Outdated Communication Methods Are Holding Home-Based Care Providers Back

Home-based care providers are hampered by their use of outdated communications tools, a new report from Citus Health and Porter Research claims.

New York-based Citus Health is a digital care coordination platform that serves the home-based care industry. The company’s platform facilitates communication between family members, care providers and the patient.

Released Wednesday, the report examined how the communication between providers and patients impacts overall care service satisfaction. The report detailed survey responses of 300 patients and family caregivers who have experienced home-based care over the last 12 months.


On a daily basis, there’s a lot of coordination and communication that has to occur between care providers and the patient. This can range from coordinating visits with clinical teams to getting more information about treatment plans.

Generally, responsiveness — or how quickly the patient or family caregiver receives communication from a provider in regards to a question or urgent need — plays a significant role in how satisfied home health recipients are with care services. The Citus Health-Porter report reinforced that fact.
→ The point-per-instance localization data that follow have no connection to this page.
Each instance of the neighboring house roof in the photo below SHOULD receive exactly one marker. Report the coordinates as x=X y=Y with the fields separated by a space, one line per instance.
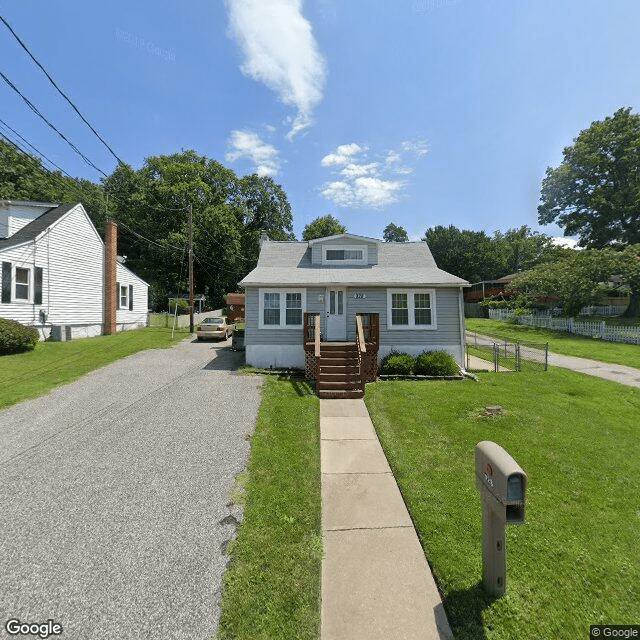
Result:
x=398 y=264
x=32 y=230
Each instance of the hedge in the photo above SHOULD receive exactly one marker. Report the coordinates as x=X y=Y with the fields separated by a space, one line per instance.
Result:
x=15 y=337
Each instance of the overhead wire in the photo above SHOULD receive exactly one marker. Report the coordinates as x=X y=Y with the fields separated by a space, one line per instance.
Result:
x=52 y=126
x=58 y=89
x=51 y=162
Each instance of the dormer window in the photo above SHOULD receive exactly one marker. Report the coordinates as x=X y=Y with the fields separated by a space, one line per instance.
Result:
x=341 y=255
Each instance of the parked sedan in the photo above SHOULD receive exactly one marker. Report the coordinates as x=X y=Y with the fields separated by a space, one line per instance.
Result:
x=214 y=328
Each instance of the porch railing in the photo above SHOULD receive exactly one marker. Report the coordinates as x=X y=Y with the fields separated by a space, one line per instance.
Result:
x=367 y=341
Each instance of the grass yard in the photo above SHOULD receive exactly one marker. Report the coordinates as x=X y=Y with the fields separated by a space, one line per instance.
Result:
x=272 y=587
x=576 y=561
x=564 y=343
x=34 y=373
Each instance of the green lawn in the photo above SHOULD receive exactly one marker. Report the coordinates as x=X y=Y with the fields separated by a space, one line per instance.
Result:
x=576 y=560
x=272 y=587
x=50 y=364
x=564 y=343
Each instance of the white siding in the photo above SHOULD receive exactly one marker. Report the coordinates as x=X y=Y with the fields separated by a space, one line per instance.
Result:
x=71 y=255
x=24 y=256
x=75 y=273
x=130 y=319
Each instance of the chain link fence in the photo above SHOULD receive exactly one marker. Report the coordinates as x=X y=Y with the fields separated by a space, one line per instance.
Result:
x=503 y=355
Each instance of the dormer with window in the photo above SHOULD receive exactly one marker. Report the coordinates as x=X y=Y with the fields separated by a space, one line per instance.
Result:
x=344 y=251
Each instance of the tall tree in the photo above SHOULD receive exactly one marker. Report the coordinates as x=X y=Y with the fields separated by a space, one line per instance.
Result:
x=595 y=192
x=323 y=227
x=394 y=233
x=467 y=254
x=581 y=278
Specifically, 95% of the home-based care users who participated in the survey effort said that communication responsiveness impacted how satisfied they were with a provider.


Additionally, roughly 40% of respondents said they were fully content with their providers when it comes to responsiveness. This included communication regarding care or treatment in the home, education materials and scheduling, in addition to communication around change in condition,medication changes and more.

To make matters worse, providers often employ communication methods that are outdated or ineffective, Melissa Kozak, co-founder and president of Citus Health, told Home Health Care News.

“The most common method [for communication] is a patient or their family member literally picking up the phone, getting passed around, waiting on hold to get answers to these types of questions,” Kozak said.

An overwhelming majority of patients and their families believe that outdated communication methods negatively impact provider responsiveness, the Citus-Porter report noted.

On top of that, 96% of respondents reported that they favor providers that employ real-time communication technology via smartphone, tablet or computer.

“Patients really want information and support when they need it,” Kozak said.

Providers who don’t make an effort to improve their communications mechanisms will see the impact on their bottom lines.

The report also found that phone, email and insecure text messages were 4 to 5 times more likely to fail to produce an immediate response than a mobile phone app.

For providers looking to implement real-time communication technology, there are a number of things to consider when looking for technology partners.

“They should be evaluating partners that understand platform approach, that understand interoperability and also understand an omnichannel approach, which is really providing options to their patients on different means to communicate,” Kozak said. “They should ask those partners what they’re doing to reduce the friction in communicating and care team collaboration.”